In other words, the rhetoric used for abortion—“we’re killing children”—has segued easily into the rhetoric of killing, of battle, of armed resistance, of revolution. People whose values have been violated by modern society—which provides choice for women to control their reproduction, and for gays to marry, and for transgender people to use public restrooms—are being encouraged to think only violence can be used to restore their dreamed-of place at the top of a society that used to deny such rights. That is really what’s at the core of this dispiriting mess. There are whole areas of the country, primarily in the South and the Midwest, populated by people who feel that their country is being stolen from them. Stolen primarily by people who should be at the bottom of the social ladder but whom government has given a helping and unfair hand to ascend. And their ascension seems to threaten the position of the mostly white populations who had long taken their social primacy for granted. The government that helps these ‘outsiders,’ these darker races, is therefore cast as the enemy. Its rules and regulations, its aid to ‘slackers’ and ‘illegals,’ its promotion of equal rights to those who by ‘inherited right’ should have no rights at all—all of these inflame a corrosive bile in the hearts of those who see themselves vanishing. And so they flock to the candidate whose posture seems to represent them, the candidates who use the violent rhetoric that they themselves use in private to curse those who are ‘stealing’ what they consider is rightly theirs: their place, their government, their country, their birthright as the ‘right’ kind and color of people.

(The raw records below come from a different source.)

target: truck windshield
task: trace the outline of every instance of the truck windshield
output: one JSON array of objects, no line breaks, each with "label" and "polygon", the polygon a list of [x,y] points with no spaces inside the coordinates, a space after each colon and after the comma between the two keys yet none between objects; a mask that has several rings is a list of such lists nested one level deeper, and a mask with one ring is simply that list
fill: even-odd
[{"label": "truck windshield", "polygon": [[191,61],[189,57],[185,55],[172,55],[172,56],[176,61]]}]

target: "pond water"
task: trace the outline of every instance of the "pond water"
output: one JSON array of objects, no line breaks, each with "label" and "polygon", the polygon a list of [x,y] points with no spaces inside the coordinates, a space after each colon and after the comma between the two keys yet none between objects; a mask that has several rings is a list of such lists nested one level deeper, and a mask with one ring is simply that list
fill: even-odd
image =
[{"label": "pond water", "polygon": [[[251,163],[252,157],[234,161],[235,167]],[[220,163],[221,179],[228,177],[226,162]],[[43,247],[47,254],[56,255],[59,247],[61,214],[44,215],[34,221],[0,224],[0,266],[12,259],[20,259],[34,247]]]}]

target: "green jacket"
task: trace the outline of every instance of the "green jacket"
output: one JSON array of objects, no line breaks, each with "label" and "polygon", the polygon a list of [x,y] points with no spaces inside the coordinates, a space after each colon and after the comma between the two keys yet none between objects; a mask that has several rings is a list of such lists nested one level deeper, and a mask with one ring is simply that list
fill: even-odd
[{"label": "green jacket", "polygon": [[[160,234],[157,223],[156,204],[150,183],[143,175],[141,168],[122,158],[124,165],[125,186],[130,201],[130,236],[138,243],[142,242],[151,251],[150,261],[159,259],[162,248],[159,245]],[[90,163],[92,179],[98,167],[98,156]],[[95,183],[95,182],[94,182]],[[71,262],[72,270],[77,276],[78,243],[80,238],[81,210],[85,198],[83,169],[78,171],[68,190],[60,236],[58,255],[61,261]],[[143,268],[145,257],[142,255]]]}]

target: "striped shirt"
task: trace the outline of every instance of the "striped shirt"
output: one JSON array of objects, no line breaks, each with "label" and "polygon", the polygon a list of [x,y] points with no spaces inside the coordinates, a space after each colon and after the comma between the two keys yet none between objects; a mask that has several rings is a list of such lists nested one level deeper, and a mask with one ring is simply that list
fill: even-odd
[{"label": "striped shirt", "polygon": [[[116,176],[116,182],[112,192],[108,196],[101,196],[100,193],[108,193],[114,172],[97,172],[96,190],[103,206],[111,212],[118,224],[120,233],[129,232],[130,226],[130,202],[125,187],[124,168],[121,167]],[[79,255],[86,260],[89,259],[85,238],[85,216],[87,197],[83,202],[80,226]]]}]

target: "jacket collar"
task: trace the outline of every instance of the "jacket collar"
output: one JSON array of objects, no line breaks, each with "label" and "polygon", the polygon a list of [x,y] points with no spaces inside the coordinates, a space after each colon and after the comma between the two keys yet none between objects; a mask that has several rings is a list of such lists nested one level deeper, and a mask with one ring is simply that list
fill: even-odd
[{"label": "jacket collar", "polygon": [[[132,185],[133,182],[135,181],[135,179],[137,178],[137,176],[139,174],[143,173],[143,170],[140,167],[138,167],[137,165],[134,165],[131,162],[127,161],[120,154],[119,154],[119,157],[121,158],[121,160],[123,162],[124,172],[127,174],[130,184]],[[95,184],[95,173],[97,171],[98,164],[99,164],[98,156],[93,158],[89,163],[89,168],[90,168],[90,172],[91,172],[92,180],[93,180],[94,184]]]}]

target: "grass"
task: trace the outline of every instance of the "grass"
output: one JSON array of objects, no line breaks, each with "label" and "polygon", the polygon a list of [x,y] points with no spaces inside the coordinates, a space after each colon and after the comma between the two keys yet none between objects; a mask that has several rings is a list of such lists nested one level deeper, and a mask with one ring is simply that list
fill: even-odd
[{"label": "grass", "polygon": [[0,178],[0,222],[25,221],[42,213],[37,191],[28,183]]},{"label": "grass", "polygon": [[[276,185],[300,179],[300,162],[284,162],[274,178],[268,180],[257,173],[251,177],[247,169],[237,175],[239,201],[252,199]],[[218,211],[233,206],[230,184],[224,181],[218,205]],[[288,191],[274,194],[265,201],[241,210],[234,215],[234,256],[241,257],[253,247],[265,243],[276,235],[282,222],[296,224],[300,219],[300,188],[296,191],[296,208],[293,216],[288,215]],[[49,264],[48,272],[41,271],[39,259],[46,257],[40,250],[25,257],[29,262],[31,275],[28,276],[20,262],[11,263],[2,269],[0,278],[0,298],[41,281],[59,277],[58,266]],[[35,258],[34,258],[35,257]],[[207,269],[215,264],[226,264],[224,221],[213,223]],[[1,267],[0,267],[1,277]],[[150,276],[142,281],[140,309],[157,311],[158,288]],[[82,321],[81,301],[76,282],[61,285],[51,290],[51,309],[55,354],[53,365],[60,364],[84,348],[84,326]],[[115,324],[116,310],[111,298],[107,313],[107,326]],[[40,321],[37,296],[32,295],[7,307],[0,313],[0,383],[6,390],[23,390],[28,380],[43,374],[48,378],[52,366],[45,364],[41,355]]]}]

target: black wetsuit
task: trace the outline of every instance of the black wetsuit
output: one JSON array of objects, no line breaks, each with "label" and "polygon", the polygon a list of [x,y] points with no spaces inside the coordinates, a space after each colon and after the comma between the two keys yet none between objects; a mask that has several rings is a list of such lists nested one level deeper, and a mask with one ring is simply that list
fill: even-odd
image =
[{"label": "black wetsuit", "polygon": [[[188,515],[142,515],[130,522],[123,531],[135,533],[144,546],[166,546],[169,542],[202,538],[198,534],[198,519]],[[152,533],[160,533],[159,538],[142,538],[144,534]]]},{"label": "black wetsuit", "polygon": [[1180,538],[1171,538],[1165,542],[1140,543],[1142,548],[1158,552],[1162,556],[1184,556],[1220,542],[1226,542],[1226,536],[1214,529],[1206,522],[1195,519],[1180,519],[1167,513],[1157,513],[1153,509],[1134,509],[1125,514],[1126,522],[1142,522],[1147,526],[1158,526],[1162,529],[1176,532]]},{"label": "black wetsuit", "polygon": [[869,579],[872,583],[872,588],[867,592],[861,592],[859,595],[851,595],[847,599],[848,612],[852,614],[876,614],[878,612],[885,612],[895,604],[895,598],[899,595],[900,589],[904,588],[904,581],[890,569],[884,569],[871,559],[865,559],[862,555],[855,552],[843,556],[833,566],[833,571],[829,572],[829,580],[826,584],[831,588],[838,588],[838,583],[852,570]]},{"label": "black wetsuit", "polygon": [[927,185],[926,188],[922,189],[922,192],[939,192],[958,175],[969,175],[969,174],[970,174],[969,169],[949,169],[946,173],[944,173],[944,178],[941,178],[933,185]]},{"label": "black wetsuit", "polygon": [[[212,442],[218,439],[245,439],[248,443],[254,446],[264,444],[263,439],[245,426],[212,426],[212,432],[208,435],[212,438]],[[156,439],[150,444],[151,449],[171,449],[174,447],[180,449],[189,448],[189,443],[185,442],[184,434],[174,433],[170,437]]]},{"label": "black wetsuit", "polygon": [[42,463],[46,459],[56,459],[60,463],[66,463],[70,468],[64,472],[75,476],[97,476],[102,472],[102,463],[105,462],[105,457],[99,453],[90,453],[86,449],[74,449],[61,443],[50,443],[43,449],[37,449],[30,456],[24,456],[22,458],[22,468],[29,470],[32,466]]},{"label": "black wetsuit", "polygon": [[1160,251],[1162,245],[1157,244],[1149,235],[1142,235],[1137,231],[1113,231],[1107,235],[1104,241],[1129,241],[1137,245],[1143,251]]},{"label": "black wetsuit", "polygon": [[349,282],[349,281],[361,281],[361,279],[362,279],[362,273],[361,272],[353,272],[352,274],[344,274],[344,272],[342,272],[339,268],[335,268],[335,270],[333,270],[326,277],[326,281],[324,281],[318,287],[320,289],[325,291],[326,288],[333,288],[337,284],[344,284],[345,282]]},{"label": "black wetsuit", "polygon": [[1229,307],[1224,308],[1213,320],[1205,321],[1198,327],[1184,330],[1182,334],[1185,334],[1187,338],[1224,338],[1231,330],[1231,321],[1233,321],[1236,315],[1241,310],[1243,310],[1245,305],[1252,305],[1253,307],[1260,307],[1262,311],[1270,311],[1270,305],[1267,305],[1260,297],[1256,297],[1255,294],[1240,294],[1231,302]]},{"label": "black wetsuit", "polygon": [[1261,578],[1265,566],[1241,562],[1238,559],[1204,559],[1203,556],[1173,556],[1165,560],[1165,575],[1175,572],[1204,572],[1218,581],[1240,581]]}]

            Where this will end is not clear yet. If the demographics are allowed to take their natural course, the people of color will in fact shortly outnumber the malcontents, and there will be no need for contests or debates. But it is not at all certain that demographics will be allowed to proceed unhindered, or without some blood being shed. And that is what is dispiriting in the end. As positions continue to harden, as the rhetoric gets more and more inflammatory, it becomes difficult to see how saner heads, as most often in the past, can prevail. And though to this observer, it is impossible to see how whole populations can be persuaded by the simple-minded lies of the demagogues, clearly large numbers can. The only question becomes, how far will the crazies go? How angry and belittled are these interior masses? How willing to water their personal tree of ‘liberty’ with blood?
            I have to tell you that at this moment, it doesn’t feel hopeful—not least because the only viable alternative is the other ‘hold-your-nose’ candidate.